Nurse Williams was brisk and to the point. Mr. O’Brien had suffered a mild stroke; they needed to be sure that there was someone to keep an eye on him, to make sure that he took his medication, that he ate sensibly and looked after himself. Often it was a matter of post-stroke depression, and if this were to be avoided they
would need to be sure that he wasn’t left to wallow around on his own.

“I don’t think you understand, Nurse. This isn’t a loving extended family. I never saw the man in my life, and he never remembered me or my existence until he needed me.”

“He remembered you and agreed that we get in touch only after a lot of probing on our part and a great deal of reassurance that you would not be put out. We told him it would only be a formality.”

“And would it? Be only a formality, I mean?” Fay asked.

“No, to be honest, I think it would be more of a commitment, unless of course you could come to some arrangement with his neighbors.”

“What are they like?”

“Well, Mr. O’Brien has bad luck in one way. The neighbors on either side are absentee landlords, people who own the property but rent their places, so the cast keeps changing. Some teenager down in Number Eighteen feeds his cat for him. I know that there’s a nice, but fairly scatty, hippie girl nearby in Twenty-Six, and a rather earnest couple in Number Twenty-Five, but perhaps you could make further inquiries …”

“What do they call him? ‘James’? ‘Jim’? ‘Kenneth’?” Fay asked.

“I’m afraid they call him ‘Mr. O’Brien,’ even us. It’s what he wants,” Nurse Williams said apologetically.

“Everyone?”

“Yes, everyone.”

“Heigh-ho,” said Fay.

“I’m Martin O’Brien’s daughter, Fay,” she said to the small man in the hospital bed.

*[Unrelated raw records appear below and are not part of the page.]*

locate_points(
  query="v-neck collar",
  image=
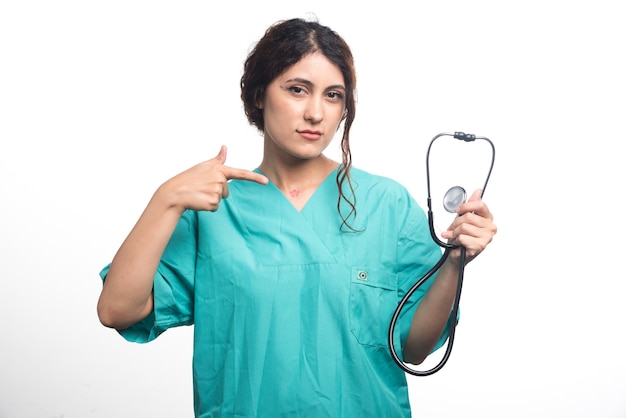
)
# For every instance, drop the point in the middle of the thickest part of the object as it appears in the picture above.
(319, 189)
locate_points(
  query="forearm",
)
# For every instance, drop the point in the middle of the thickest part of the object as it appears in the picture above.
(126, 296)
(432, 315)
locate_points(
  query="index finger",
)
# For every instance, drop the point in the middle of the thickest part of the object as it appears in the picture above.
(241, 174)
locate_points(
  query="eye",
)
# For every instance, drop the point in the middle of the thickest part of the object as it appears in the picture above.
(335, 95)
(297, 90)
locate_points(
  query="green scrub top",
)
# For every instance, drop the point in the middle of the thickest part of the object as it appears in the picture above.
(290, 310)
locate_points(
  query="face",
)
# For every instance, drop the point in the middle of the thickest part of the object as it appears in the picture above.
(303, 108)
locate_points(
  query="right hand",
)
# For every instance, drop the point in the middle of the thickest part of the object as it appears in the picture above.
(203, 186)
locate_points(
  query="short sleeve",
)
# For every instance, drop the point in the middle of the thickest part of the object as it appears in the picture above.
(173, 284)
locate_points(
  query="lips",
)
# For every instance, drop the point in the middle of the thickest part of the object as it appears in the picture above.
(310, 135)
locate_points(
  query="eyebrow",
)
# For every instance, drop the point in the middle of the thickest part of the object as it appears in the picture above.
(310, 84)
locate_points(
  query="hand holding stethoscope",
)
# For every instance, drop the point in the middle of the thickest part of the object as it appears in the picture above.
(468, 234)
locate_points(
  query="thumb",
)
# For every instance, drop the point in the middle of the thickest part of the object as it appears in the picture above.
(221, 156)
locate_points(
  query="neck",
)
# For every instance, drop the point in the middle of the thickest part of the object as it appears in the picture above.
(297, 177)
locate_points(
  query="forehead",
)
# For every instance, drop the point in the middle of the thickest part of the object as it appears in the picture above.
(315, 68)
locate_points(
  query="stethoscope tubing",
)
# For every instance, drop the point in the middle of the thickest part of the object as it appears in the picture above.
(447, 249)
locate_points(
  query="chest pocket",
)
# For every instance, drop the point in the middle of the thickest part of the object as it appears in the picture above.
(373, 299)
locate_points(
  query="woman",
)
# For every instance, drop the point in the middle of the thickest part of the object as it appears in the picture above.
(290, 273)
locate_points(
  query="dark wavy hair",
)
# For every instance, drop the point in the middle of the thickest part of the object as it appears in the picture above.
(283, 45)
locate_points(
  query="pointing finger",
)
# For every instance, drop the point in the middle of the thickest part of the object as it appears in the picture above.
(221, 156)
(241, 174)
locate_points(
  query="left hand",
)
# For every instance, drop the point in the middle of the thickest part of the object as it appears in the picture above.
(472, 229)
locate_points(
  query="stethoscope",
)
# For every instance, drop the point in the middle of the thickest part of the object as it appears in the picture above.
(453, 198)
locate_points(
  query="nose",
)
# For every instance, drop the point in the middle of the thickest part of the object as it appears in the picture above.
(314, 111)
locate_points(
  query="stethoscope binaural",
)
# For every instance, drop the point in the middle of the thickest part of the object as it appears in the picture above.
(453, 198)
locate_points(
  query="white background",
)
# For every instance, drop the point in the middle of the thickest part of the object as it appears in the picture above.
(102, 101)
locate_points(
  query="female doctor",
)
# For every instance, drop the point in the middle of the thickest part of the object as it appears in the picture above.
(291, 272)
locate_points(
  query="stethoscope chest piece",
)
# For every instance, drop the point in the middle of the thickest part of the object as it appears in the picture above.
(454, 198)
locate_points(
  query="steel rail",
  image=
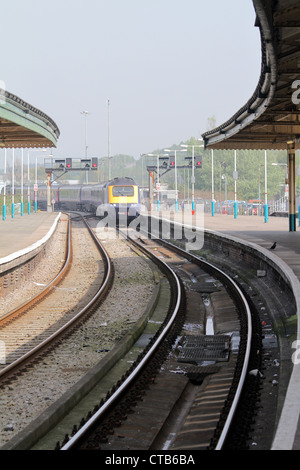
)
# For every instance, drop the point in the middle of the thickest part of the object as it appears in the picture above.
(105, 407)
(60, 331)
(247, 309)
(90, 423)
(36, 298)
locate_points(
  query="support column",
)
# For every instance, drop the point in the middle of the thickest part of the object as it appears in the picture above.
(49, 206)
(292, 190)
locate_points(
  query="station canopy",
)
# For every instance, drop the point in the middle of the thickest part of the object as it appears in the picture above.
(23, 126)
(271, 118)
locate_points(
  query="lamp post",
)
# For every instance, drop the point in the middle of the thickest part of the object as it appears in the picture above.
(28, 184)
(108, 154)
(286, 179)
(193, 172)
(4, 189)
(235, 176)
(176, 191)
(36, 183)
(266, 191)
(22, 182)
(13, 186)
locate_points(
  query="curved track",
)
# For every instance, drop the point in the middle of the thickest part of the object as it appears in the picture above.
(48, 301)
(163, 341)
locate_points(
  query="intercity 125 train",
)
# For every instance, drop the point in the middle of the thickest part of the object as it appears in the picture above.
(119, 197)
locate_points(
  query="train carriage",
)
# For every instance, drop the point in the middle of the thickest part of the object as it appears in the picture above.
(118, 198)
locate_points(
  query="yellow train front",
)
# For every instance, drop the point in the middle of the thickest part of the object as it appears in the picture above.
(119, 199)
(124, 196)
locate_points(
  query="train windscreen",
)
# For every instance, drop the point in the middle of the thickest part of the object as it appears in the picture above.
(119, 191)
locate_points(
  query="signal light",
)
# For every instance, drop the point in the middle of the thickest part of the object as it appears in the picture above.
(198, 162)
(94, 163)
(172, 162)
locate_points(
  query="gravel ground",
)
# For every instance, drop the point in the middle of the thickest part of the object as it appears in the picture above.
(48, 268)
(24, 399)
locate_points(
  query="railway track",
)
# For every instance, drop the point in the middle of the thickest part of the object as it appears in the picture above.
(39, 322)
(186, 385)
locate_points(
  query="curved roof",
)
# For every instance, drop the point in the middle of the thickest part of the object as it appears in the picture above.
(271, 117)
(22, 125)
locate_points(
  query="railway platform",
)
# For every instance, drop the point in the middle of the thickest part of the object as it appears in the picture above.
(254, 232)
(21, 236)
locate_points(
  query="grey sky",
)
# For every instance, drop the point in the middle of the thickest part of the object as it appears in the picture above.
(165, 65)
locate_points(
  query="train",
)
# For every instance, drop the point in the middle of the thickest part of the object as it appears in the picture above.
(117, 198)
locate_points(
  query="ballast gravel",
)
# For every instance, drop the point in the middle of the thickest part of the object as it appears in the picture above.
(24, 399)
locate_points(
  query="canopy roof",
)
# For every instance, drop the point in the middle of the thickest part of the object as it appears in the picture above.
(22, 125)
(270, 118)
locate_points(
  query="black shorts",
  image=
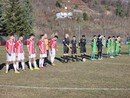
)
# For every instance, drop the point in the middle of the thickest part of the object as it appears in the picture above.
(82, 49)
(66, 50)
(74, 51)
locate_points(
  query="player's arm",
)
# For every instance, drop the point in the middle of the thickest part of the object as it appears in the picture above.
(16, 49)
(39, 45)
(28, 43)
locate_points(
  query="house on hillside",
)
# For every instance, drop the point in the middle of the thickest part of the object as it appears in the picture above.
(69, 7)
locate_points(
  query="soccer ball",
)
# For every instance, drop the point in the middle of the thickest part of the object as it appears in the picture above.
(84, 60)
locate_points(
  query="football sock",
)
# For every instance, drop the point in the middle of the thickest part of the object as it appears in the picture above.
(23, 65)
(17, 65)
(7, 67)
(30, 65)
(14, 65)
(35, 65)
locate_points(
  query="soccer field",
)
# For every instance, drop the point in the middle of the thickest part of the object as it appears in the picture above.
(107, 78)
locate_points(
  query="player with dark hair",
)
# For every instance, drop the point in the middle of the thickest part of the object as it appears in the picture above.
(94, 47)
(117, 48)
(43, 51)
(20, 52)
(74, 49)
(53, 48)
(66, 48)
(99, 46)
(112, 47)
(82, 44)
(32, 52)
(11, 55)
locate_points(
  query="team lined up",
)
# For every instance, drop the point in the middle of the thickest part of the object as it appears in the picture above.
(15, 51)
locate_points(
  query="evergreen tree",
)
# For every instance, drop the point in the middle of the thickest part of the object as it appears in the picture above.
(18, 16)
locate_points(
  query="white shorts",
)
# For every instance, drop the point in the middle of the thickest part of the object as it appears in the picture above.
(20, 57)
(43, 55)
(32, 56)
(53, 52)
(11, 57)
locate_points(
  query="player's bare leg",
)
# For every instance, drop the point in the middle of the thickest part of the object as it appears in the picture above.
(35, 64)
(30, 64)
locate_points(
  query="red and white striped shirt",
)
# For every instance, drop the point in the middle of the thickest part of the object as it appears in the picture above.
(42, 46)
(53, 44)
(19, 46)
(31, 46)
(10, 45)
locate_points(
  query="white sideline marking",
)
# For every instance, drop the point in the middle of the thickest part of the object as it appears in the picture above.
(65, 88)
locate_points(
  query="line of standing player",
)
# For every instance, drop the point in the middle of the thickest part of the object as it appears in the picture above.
(15, 51)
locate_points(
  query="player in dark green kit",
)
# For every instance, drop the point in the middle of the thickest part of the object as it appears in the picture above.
(112, 47)
(108, 45)
(94, 47)
(118, 46)
(82, 44)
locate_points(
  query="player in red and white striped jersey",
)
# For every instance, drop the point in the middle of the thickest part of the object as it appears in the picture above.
(53, 48)
(20, 52)
(43, 51)
(32, 52)
(11, 56)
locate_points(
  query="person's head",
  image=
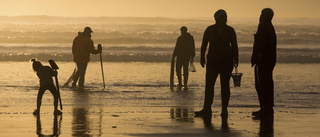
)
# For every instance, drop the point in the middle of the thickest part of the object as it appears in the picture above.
(36, 64)
(266, 15)
(87, 32)
(221, 17)
(183, 30)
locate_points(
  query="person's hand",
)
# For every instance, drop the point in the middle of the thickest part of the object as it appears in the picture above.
(202, 61)
(191, 59)
(236, 63)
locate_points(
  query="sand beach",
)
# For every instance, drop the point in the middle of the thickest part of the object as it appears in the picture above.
(133, 104)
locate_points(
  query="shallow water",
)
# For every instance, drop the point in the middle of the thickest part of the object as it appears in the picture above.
(147, 84)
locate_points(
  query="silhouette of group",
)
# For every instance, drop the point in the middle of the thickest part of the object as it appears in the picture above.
(219, 58)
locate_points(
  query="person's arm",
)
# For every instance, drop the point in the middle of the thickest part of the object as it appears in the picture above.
(204, 46)
(92, 49)
(235, 50)
(258, 44)
(174, 54)
(193, 51)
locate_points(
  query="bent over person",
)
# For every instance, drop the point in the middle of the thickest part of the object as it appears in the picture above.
(264, 58)
(82, 47)
(221, 57)
(185, 52)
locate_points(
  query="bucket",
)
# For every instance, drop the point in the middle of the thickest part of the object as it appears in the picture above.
(236, 78)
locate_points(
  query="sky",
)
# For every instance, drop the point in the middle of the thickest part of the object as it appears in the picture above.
(160, 8)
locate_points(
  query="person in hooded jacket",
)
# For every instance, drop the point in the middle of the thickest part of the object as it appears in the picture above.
(82, 47)
(222, 56)
(185, 52)
(263, 60)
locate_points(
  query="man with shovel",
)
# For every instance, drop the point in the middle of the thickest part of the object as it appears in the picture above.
(264, 60)
(81, 49)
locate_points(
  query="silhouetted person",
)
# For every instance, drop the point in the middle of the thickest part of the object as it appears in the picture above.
(222, 56)
(185, 52)
(81, 48)
(45, 74)
(264, 59)
(56, 127)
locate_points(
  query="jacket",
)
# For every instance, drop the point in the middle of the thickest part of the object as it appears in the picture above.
(81, 48)
(220, 45)
(265, 44)
(185, 46)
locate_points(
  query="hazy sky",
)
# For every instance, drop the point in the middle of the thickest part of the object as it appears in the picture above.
(160, 8)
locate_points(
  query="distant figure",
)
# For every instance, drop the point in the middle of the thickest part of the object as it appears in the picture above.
(185, 52)
(45, 74)
(264, 59)
(222, 56)
(81, 49)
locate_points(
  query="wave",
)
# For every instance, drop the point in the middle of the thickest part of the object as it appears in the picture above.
(108, 30)
(145, 54)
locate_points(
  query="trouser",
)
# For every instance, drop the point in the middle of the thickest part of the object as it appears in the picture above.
(264, 85)
(215, 67)
(81, 71)
(182, 62)
(53, 91)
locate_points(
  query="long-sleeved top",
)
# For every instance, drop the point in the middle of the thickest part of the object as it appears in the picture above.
(45, 74)
(81, 48)
(265, 44)
(220, 45)
(185, 46)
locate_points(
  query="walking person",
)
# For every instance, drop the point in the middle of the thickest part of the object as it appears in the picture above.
(263, 60)
(82, 47)
(222, 56)
(45, 74)
(185, 52)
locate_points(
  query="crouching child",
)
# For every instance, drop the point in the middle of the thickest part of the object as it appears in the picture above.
(45, 74)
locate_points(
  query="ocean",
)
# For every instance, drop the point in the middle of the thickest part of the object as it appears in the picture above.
(137, 53)
(145, 39)
(137, 99)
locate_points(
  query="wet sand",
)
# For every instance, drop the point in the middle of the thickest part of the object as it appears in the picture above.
(157, 122)
(140, 104)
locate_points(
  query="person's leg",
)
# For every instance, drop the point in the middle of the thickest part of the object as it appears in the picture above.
(185, 72)
(82, 71)
(267, 87)
(39, 99)
(179, 64)
(76, 77)
(225, 72)
(257, 77)
(211, 76)
(55, 94)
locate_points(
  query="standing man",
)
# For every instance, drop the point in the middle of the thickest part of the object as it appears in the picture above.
(185, 52)
(81, 48)
(221, 57)
(264, 58)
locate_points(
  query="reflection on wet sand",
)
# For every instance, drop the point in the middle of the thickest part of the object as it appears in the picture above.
(181, 114)
(266, 126)
(56, 127)
(207, 121)
(83, 123)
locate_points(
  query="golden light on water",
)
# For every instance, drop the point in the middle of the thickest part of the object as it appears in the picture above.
(159, 8)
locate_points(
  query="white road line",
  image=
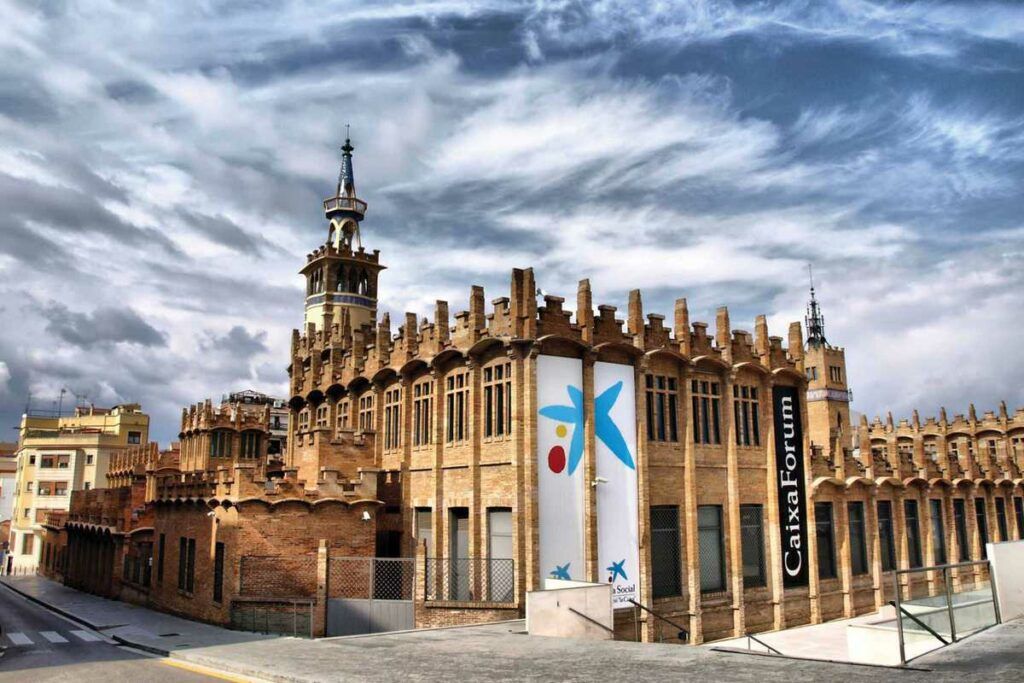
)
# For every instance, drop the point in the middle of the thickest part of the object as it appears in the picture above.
(86, 636)
(18, 639)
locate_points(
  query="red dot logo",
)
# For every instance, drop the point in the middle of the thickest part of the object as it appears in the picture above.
(556, 459)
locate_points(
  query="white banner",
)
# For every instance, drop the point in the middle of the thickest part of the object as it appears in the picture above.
(617, 521)
(559, 467)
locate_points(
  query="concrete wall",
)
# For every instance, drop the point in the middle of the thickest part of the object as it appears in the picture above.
(548, 610)
(1008, 574)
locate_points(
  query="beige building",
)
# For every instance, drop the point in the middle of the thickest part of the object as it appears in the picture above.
(58, 455)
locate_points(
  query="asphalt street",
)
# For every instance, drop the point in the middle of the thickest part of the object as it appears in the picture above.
(38, 645)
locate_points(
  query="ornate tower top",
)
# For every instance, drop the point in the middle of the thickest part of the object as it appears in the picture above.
(814, 322)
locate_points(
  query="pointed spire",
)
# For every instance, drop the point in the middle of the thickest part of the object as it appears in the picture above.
(814, 322)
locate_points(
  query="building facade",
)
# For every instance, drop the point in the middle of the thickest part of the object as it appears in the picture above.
(57, 456)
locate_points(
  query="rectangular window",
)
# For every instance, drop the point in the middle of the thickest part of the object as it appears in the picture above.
(858, 540)
(707, 421)
(912, 532)
(251, 444)
(501, 587)
(663, 395)
(392, 419)
(887, 540)
(960, 523)
(938, 531)
(218, 572)
(190, 575)
(182, 561)
(1019, 513)
(666, 563)
(753, 541)
(826, 540)
(160, 560)
(498, 400)
(424, 529)
(980, 514)
(423, 409)
(458, 400)
(711, 548)
(744, 403)
(1000, 518)
(367, 412)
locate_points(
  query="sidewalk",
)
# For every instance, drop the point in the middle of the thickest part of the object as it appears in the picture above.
(496, 652)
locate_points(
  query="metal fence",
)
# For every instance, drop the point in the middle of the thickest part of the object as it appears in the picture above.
(469, 580)
(371, 578)
(288, 617)
(948, 612)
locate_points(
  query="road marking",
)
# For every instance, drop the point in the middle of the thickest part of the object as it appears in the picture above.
(86, 636)
(206, 671)
(19, 639)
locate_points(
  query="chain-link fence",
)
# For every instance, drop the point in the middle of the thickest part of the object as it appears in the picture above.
(376, 578)
(278, 577)
(470, 580)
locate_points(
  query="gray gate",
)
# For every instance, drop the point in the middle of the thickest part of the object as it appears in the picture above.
(369, 595)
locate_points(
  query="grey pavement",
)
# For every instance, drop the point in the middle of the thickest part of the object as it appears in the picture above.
(502, 652)
(38, 645)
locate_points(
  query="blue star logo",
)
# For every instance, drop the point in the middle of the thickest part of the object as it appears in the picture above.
(561, 571)
(617, 570)
(604, 427)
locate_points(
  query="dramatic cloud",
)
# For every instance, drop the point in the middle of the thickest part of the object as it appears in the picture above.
(162, 167)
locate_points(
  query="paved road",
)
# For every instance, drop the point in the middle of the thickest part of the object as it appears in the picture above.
(42, 646)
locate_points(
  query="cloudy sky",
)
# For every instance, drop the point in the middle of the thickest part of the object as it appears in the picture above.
(162, 168)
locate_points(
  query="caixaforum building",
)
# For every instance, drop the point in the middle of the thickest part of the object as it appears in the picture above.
(712, 476)
(709, 475)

“And where did he get a name like that for you?” the man said.

“He and my mother baptized me Mary Faith. I chose Fay.”

“Huh,” he said.

“And what do people call
you
?” she asked.

“You won’t be here long enough for it to matter,” the man said.

“Are you normally this charming to everyone or is it only because I am your brother’s daughter that you’re making a special effort with me?” Fay asked.